In the film, Curtis makes it to the front of the train as well. Only in this version of the tale he meets the creator of the train, a fascistic sociopath who long ago replaced the out of commission parts of Snowpiercer's engine with small children abducted from the tail-section. Then the train is blown to bits.

In one hand, a man in power is replaced by a man of a lower caste to keep the world turning. But neither man realizes the futility of his position. The world moves forward into eternity without them. On the other hand, the poor and the young are consumed by the world's leaders to fuel its forward momentum, hardening the socioeconomic barriers between classes. The world is destroyed to erase those barriers.

Is the answer to take Harvey Weinstein out of the equation and replace him with someone with a more inclusive vision? The system self-sustains—it makes no difference. If it's not Weinstein, it will be someone else. Is the answer to start afresh, to change the rules of media? Then the current system must be destroyed completely and rebuilt from nothing. Studios, as Steven Spielberg predicted last year, will collapse under their own weight before the changes become necessary.

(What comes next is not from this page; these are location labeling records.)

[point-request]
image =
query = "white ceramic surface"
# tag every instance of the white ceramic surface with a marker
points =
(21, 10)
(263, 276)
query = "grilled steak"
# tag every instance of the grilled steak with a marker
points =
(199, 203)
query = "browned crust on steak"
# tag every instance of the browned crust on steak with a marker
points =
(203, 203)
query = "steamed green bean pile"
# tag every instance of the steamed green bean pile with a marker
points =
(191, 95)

The path ahead isn't clear or certain and it probably won't be easy—this is what a large-scale cultural transition looks like to those inside its bubble. As is sometimes the case, those in power seek not to evolve and forge ahead into undiscovered frontiers, despite necessity and desire, but rather to maintain the current model, to keep whacking the train's engine with a wrench, bringing it back to life in coughs and spurts.

So for now, as we gaze down the long winding track, the rolling ghetto keeps rolling.